D: Since you have a special
term for your style, what is it in your music that gives you the
right to do that?
Sasha: It just that we don't work in the 'borders' implied
by the concepts named above. We try to begin from that point, to
create something new, not resembling anything created by someone
else... While writing music, we use our own experience which differs
from the experience of Richard James, for that matter. And even
if we express it in similar ways, we have completely different results,
at the end. We are not interested in playing rock'n'roll because
we think its ideas were drained, for today.
Ilya: I think it's not my business to classificate music,
labelling it whatever, and I don't want to "help" some critic or
journalist, because that would tie his own impression, bringing
him to some imaginary borders in which our music is. In that matter,
I had always liked the position of THE
RESIDENTS' members: the individuality of a musician should not
prevail over the music. These things are completely different, and
they should be seen separately. I cannot imagine 'my audience' at
all, but my imagination offers the picture of a dark room with the
soft, handy furniture. There are people in it, but they aren't dancing.
They exist in the space created by my music, here and now. Sometimes
this space is rhythmically organized, and who am I to prohibit the
dancing? Sometimes it is not, so you can experience whatever your
imagination can create for you.
Sasha: Here is the roots of our style's: "hectic" mean our
working with the deconstructed rhythm, and "experimental" - it's
the universal thing, it always gives us the place to change everything,
to develop it all any other way, from the zero point. We are free
to do whateverwe want, without need to fail ourselves. Well, hectic
& experimental is not the name of our style, even: it is the form
which organizes us when we write music: it is the same every time
we do it, but the result is unpredictable.
D: Have you any fans?
And what do you feel toward them?
Sasha: What can you feel toward the reality?
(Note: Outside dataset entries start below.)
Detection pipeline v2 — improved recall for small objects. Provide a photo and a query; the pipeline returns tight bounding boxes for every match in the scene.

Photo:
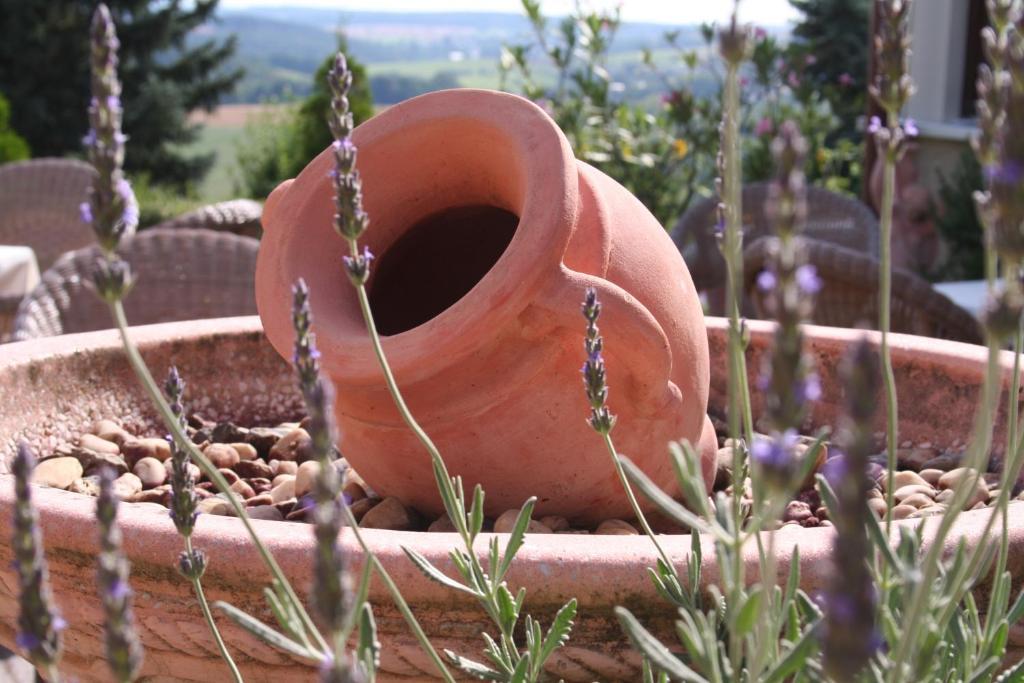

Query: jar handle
[524,265,680,416]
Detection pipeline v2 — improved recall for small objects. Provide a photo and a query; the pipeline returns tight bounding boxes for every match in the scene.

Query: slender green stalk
[601,432,675,573]
[879,117,899,533]
[887,340,999,683]
[184,536,242,683]
[110,301,328,651]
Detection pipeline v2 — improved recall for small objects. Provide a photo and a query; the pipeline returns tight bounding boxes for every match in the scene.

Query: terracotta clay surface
[256,90,714,521]
[0,317,1024,683]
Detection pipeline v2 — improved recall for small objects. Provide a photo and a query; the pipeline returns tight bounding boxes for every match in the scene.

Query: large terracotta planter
[256,90,715,521]
[0,318,1024,682]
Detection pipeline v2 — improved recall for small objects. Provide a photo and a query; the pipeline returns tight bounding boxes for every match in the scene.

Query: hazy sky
[220,0,797,26]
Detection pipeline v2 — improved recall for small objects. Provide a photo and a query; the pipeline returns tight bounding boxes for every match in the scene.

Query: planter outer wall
[0,318,1024,683]
[256,89,717,522]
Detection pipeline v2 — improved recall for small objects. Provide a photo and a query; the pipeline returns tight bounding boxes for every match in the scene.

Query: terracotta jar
[256,90,716,520]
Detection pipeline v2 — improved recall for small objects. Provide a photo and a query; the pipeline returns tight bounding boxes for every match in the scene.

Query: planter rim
[0,316,1024,606]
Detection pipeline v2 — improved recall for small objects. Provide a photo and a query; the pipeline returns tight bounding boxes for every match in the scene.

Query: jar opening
[370,205,519,336]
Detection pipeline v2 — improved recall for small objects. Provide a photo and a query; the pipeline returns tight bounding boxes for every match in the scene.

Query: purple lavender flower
[758,270,778,292]
[795,263,821,295]
[11,442,67,674]
[82,4,138,255]
[821,339,881,681]
[581,287,615,434]
[96,467,142,683]
[164,366,197,540]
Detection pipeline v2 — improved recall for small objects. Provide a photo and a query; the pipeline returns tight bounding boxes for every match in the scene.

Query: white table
[932,280,988,317]
[0,245,39,338]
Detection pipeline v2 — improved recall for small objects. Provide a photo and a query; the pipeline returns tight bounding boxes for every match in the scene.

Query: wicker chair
[12,228,259,341]
[0,159,95,270]
[743,238,982,344]
[672,182,879,301]
[150,200,263,240]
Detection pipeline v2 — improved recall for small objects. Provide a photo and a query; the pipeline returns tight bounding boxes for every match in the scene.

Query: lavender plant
[164,366,242,683]
[11,442,67,683]
[868,0,914,527]
[328,53,577,681]
[96,467,142,683]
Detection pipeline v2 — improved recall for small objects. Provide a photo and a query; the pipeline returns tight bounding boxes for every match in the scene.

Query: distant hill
[189,6,712,104]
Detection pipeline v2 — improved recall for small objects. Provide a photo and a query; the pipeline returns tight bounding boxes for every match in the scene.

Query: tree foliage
[238,43,374,199]
[0,0,242,185]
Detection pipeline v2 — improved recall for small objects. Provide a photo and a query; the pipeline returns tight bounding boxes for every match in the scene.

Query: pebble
[270,429,312,463]
[74,447,128,476]
[540,515,570,533]
[228,442,259,460]
[782,501,814,522]
[270,460,299,475]
[270,475,295,503]
[203,443,241,469]
[893,505,918,519]
[121,438,171,467]
[921,453,961,472]
[230,479,256,501]
[68,476,99,496]
[78,434,121,456]
[594,519,640,536]
[348,498,380,521]
[127,486,170,505]
[359,497,414,531]
[132,458,167,488]
[32,457,84,488]
[427,515,455,533]
[246,505,285,522]
[893,483,935,503]
[234,460,273,479]
[896,446,940,471]
[900,494,935,509]
[495,510,551,533]
[114,472,142,501]
[89,420,132,446]
[196,496,234,515]
[164,458,203,482]
[867,498,888,519]
[295,460,321,498]
[881,470,928,490]
[240,494,273,507]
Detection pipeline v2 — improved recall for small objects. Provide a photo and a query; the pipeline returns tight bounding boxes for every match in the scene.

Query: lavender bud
[92,256,134,303]
[178,549,206,581]
[11,442,67,672]
[581,287,615,434]
[821,339,881,681]
[327,52,372,245]
[96,467,142,683]
[164,366,199,539]
[81,4,138,254]
[718,12,751,66]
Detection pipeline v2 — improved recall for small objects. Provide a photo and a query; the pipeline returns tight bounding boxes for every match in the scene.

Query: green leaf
[495,496,537,583]
[355,602,381,671]
[763,621,818,683]
[213,600,323,661]
[733,587,764,637]
[443,650,509,681]
[617,456,732,543]
[509,652,529,683]
[469,484,483,539]
[615,607,707,683]
[537,598,577,671]
[401,546,479,597]
[1007,591,1024,626]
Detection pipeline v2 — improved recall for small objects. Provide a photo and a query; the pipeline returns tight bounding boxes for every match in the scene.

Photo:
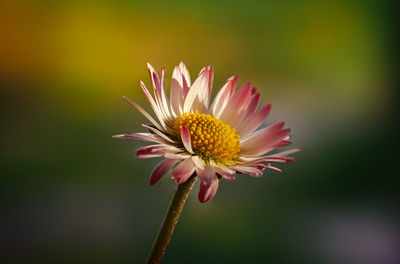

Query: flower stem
[146,174,196,264]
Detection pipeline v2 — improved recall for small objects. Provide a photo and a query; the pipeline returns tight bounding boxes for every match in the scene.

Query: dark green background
[0,0,399,263]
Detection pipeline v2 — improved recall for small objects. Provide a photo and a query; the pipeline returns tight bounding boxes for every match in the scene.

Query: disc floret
[174,110,240,164]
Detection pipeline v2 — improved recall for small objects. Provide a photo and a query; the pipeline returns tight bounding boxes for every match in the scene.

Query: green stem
[146,174,196,264]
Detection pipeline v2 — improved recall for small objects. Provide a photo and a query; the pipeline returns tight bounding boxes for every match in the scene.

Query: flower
[113,62,299,202]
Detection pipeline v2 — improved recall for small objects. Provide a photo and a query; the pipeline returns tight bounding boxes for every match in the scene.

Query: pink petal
[183,66,213,112]
[122,96,164,131]
[112,133,167,144]
[191,156,205,170]
[159,67,171,117]
[272,148,300,157]
[139,81,166,129]
[198,174,219,203]
[142,124,175,143]
[147,63,170,117]
[170,66,185,116]
[181,126,193,154]
[171,159,195,184]
[229,88,261,129]
[211,76,237,118]
[240,122,290,156]
[219,83,251,125]
[179,61,192,92]
[231,166,262,177]
[136,145,165,159]
[215,168,235,181]
[150,159,179,185]
[274,139,292,148]
[196,165,215,184]
[237,104,271,138]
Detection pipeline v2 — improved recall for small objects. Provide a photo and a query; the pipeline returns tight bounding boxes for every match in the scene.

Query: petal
[198,174,219,203]
[150,159,179,185]
[179,61,192,87]
[196,165,215,184]
[122,96,164,131]
[240,122,290,156]
[142,124,175,143]
[215,168,235,181]
[219,83,252,125]
[136,144,165,159]
[272,148,300,157]
[183,66,213,112]
[181,126,193,154]
[237,104,271,138]
[171,159,195,184]
[231,166,262,177]
[229,88,261,129]
[139,81,166,129]
[170,66,184,116]
[211,76,237,118]
[111,133,167,144]
[191,156,205,169]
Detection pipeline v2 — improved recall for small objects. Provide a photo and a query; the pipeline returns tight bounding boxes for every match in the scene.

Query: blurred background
[0,0,400,264]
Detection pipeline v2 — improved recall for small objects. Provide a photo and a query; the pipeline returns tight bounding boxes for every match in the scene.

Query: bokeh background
[0,0,399,264]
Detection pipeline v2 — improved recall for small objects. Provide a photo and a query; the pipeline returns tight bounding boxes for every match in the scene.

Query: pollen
[174,110,240,164]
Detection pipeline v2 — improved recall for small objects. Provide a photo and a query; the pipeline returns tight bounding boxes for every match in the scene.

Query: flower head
[113,62,299,202]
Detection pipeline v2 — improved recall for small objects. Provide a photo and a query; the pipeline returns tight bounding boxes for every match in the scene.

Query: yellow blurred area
[0,1,386,115]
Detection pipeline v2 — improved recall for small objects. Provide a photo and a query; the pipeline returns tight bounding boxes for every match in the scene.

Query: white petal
[210,76,237,118]
[142,124,175,143]
[183,66,213,112]
[122,96,165,131]
[181,126,193,154]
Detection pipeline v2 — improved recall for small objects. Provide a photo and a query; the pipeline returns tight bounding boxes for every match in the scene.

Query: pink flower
[113,62,299,202]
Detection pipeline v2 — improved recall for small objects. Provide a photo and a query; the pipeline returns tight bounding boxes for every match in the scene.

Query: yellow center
[174,110,240,164]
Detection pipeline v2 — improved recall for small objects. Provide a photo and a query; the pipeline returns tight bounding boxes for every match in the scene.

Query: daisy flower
[113,62,299,202]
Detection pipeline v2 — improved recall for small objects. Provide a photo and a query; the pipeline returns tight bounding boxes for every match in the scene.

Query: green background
[0,0,399,263]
It is given
to you. Anyway, we hardly have that type of fans who would be running
on our footsteps, trying to cut a fragment of my T-shirt off or
to present the portion of a weed to us. But there are some people
who try to get all of our works, all of the unreleased or 'rare'
material. You can call them 'fans', I think. They help us to realize
that somebody's got interested in what we are doing, they really
listen to the stuff you record.
D: Aren't you getting
bored of writing, sometimes?
Sasha: When the work is done, and the new track is born,
I have to make a pause. The period of activity gets changed onto
the phase when I simply cannot create anything. Or see the results
adequately.
Ilya: For me, I never get bore writing music is about all
I want to do.
D: Well, I understand
the way you are working. But what kind of equipment, what kind
of instruments do you use?
Ilya: I'd like to say 'thanks' now. It goes to our good friend,
Vova from the PCP project, who was the first to show me: if you
really do like music, you should not restrict yourself to buying
it. You can write your own music, which is much more interesting.
Well then, we use the PC computer with the standard sequencer Qubase
installed. It masters the sounds I had sampled, recorded or generated.
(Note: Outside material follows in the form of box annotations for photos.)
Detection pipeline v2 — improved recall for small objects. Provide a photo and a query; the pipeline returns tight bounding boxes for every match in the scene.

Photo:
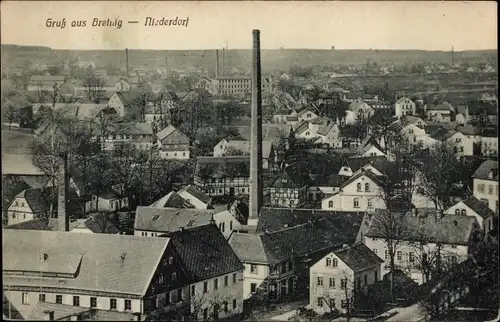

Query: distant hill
[0,45,497,73]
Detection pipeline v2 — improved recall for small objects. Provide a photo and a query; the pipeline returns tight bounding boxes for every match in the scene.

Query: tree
[372,209,411,302]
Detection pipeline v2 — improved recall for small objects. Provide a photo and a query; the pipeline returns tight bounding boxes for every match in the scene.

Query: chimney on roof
[57,153,69,231]
[248,30,263,226]
[215,49,219,78]
[43,310,54,321]
[125,48,129,79]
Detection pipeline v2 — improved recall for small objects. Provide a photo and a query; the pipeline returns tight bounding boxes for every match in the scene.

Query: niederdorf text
[45,18,123,29]
[144,17,189,27]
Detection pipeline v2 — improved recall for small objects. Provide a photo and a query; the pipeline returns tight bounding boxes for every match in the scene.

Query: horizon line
[0,44,498,53]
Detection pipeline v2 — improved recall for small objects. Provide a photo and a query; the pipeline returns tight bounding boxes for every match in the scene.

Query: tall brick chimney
[215,49,219,78]
[125,48,129,78]
[54,154,69,231]
[248,30,263,226]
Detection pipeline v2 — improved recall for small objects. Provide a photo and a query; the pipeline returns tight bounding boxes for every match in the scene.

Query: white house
[321,170,386,211]
[363,210,480,284]
[309,243,384,314]
[472,160,498,215]
[395,97,416,119]
[444,196,495,233]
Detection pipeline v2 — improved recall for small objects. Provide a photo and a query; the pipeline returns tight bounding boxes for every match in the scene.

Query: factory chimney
[57,153,69,231]
[125,48,129,79]
[248,30,263,226]
[215,49,219,78]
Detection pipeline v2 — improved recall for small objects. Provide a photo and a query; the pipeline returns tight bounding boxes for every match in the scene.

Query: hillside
[0,45,497,72]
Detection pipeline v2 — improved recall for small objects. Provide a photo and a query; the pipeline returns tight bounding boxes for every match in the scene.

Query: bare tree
[372,209,411,301]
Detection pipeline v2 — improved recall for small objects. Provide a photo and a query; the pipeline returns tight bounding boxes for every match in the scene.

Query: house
[6,188,52,225]
[363,210,480,285]
[214,139,277,169]
[229,219,348,302]
[394,97,416,119]
[321,169,386,211]
[151,185,212,209]
[472,160,498,215]
[157,125,190,160]
[444,196,495,234]
[345,98,374,124]
[194,156,250,197]
[85,191,129,212]
[162,224,244,321]
[134,206,216,237]
[309,242,384,314]
[2,229,189,320]
[425,102,455,123]
[268,163,309,208]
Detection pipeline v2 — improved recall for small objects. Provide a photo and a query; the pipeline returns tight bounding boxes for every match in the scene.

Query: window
[22,293,29,304]
[340,278,347,290]
[125,300,132,311]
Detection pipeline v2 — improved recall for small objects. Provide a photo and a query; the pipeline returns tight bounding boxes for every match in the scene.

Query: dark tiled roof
[365,209,478,245]
[334,243,384,272]
[168,224,243,282]
[463,196,495,218]
[473,160,498,181]
[257,207,364,242]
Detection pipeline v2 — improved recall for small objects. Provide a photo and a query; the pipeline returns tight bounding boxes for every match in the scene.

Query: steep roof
[163,224,244,283]
[333,242,384,272]
[462,196,495,218]
[229,219,348,264]
[134,206,215,233]
[472,160,498,181]
[365,209,478,245]
[2,229,169,296]
[257,207,365,243]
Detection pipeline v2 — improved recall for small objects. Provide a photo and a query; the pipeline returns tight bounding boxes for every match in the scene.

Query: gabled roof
[462,196,495,218]
[2,229,169,296]
[365,209,478,245]
[333,242,384,272]
[134,206,215,233]
[229,219,348,264]
[163,224,244,283]
[472,160,498,181]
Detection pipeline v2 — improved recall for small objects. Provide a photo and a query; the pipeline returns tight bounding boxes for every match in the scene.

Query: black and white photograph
[0,1,500,322]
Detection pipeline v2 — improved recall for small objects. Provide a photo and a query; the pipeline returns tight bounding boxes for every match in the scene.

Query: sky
[0,1,497,51]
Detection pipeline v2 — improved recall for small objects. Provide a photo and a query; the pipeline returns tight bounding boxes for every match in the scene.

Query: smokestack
[57,153,69,231]
[248,30,263,226]
[125,48,129,78]
[215,49,219,78]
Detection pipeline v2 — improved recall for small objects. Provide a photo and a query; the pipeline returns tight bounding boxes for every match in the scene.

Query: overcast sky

In the majority, I construct them by myself, not using the material
which was created by someone else... Most of the time I generate
the sound which would create this track's special atmosphere later.
The vast majority of my troubles are the samples. Out of them I
create the unique characteristics of the track, and they are the
base for all our music's originality. Then, the analogue synthesizer
(it can issue the unprecedented sounds, sometimes) and the drum
machine (DR-660). That's about all, I think.